Joentaa asintió y Heinonen se lo quedó mirando.
—Deséame suerte —repitió.
Joentaa sintió la tentación de hacerle a Heinonen la pregunta que le rondaba por la cabeza: cuánto había apostado en ese partido.
Sundström carraspeó y le pidió a Kari Niemi que presentara lo que el departamento de huellas había podido averiguar hasta el momento. Por primera vez durante ese día, aumentó un poco la moral de los presentes, cuando Kari Niemi les comunicó que el número de huellas encontradas era sorprendentemente alto.
—Hemos encontrado prácticamente todo lo que uno puede encontrar. Restos de tejido ajeno en la ropa de la… en la ropa de Patrik. Los niños que lo encontraron contaminaron bastante el lugar de los hechos; pero, de todo lo que hemos conseguido analizar hasta ahora, podemos deducir que Patrik no fue atacado por la espalda, como habíamos conjeturado al principio, sino de frente. Y parece que no intentó defenderse hasta el último momento.
Kari Niemi le echó un vistazo a sus notas y, en medio del tenso silencio que se había creado, Paavo Sundström preguntó:
—¿Estás seguro?
—Una reconstrucción de los hechos de este tipo es siempre pura especulación, pero nuestras suposiciones coinciden con la primera valoración de Salomon Hietalahti tras haber analizado el ángulo de entrada del arma. Y lo que podemos saber seguro, pese a la contaminación, es que la lucha entre el agresor y la víctima se desarrolló en un espacio mínimo. No hay ninguna prueba de que Patrik intentara cambiar de dirección, esquivarle. En un principio, no debió provocarle ninguna sospecha.
Sundström asintió repetidamente.
—Gracias. Muy interesante —intervino al fin.
—Hasta aquí hemos llegado, por ahora —dijo Niemi—. El problema es que la valoración de los elementos más sustanciales de las huellas que hemos encontrado podremos hacerla sólo cuando las comparemos con las ropas y otros efectos personales de un sospechoso. De momento, no nos ayudan demasiado. Y, repito, en el lugar de los hechos estuvieron los niños, que se acercaron bastante al cadáver de Patrik antes de que, minutos más tarde, llegara la mujer que nos avisó. Tenemos, pues, que separar las huellas que dejaron los niños de las que son relevantes para el caso antes de poder obtener un cuadro más completo.
—Claro —afirmó Sundström—. Gracias de todos modos, algo es algo.
Poco después se disolvió la reunión. Sundström repartió tareas para el resto del día, y Joentaa llamó desde su despacho a Salomon Hietalahti, cuya voz sonaba muy lejana. Le habló de parámetros, de la trayectoria de la herida y de la resistencia que la ropa, la piel y la estructura ósea habían opuesto al instrumento del crimen.
—Ya sabes que no podemos juzgar nunca con precisión absoluta. Sin embargo, ha ido tomando cuerpo una impresión: se trata de… saña.

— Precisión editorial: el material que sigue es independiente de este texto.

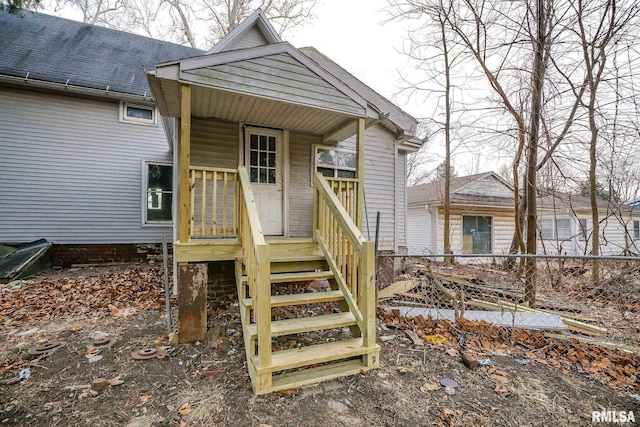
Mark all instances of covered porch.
[149,43,380,393]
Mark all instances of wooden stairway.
[236,239,380,394]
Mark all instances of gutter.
[0,73,155,106]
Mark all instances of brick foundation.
[376,246,407,289]
[207,261,237,299]
[51,243,162,267]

Joentaa esperó a que Hietalahti le explicara con más detalle lo que acababa de afirmar, pero este no añadió nada más.
—¿Qué quieres decir? —preguntó entonces.
—Parece tratarse de un agresor rabioso. Se trata de puñaladas al azar repartidas por todo el tronco. Algunas superficiales, otras, sin embargo, muy profundas. Da la impresión de que el móvil no era… premeditado, sino más bien… eso… un ataque de cólera, ¿entiendes?
—Sí… muchas gracias, podría sernos de ayuda.
—¿Tú crees?
—Sí… creo que sí.
—A mí no me ayuda para nada, porque no logro imaginar que alguien… Simplemente no me lo puedo imaginar. Y conocía bien a Patrik —dijo Hietalahti.

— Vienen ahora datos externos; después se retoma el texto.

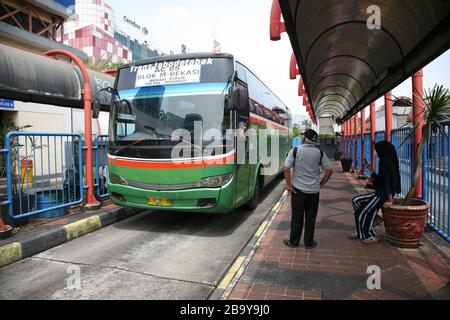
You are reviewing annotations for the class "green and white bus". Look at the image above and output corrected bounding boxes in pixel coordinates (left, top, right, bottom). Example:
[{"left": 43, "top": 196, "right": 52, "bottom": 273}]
[{"left": 108, "top": 53, "right": 292, "bottom": 213}]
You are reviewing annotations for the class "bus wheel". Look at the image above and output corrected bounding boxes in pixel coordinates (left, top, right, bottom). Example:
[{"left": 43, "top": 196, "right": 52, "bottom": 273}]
[{"left": 247, "top": 174, "right": 262, "bottom": 210}]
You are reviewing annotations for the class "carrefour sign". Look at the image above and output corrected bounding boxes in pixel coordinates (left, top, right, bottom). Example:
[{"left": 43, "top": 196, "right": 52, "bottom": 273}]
[
  {"left": 0, "top": 99, "right": 14, "bottom": 109},
  {"left": 123, "top": 16, "right": 148, "bottom": 35},
  {"left": 55, "top": 0, "right": 75, "bottom": 7}
]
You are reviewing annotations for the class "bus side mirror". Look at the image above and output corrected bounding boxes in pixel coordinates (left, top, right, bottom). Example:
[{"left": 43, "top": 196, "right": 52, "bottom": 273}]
[
  {"left": 231, "top": 87, "right": 241, "bottom": 111},
  {"left": 92, "top": 87, "right": 114, "bottom": 119}
]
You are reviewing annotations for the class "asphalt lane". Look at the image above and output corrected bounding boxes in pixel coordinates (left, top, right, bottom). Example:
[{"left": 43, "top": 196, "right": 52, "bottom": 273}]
[{"left": 0, "top": 180, "right": 284, "bottom": 300}]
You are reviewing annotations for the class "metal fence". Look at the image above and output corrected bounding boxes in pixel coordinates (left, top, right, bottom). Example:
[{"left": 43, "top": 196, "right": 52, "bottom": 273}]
[
  {"left": 3, "top": 132, "right": 84, "bottom": 219},
  {"left": 348, "top": 127, "right": 450, "bottom": 242},
  {"left": 364, "top": 133, "right": 372, "bottom": 177},
  {"left": 423, "top": 123, "right": 450, "bottom": 242},
  {"left": 94, "top": 135, "right": 109, "bottom": 198}
]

Joentaa no supo qué contestarle. Terminó la conversación y se quedó pensando en cómo habría conseguido Patrik Laukkanen atraer hacia sí la rabia de la que hablaba Salomon. Patrik no se había apartado. La persona que se le acercaba de frente no le había causado ninguna sospecha.

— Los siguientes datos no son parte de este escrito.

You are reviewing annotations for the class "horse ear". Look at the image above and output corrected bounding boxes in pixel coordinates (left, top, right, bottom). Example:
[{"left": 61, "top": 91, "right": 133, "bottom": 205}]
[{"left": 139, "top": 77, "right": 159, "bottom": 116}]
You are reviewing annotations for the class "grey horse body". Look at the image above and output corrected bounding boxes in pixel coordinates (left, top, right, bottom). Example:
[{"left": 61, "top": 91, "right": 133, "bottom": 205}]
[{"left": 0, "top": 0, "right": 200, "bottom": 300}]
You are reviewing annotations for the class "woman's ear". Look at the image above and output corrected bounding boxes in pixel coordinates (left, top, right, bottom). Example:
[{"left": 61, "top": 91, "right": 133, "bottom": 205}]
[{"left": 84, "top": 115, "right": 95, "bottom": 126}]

Miró por encima de la mesa el rostro de Tuomas Heinonen, que no quitaba los ojos de la pantalla de su ordenador y que, de vez en cuando, murmuraba un improperio.
—¿Tuomas?
—Sí… perdona… Estaba viendo un momento… cómo van…
Joentaa asintió.
—Acaba de empezar. Aún no ha habido goles —le informó Heinonen.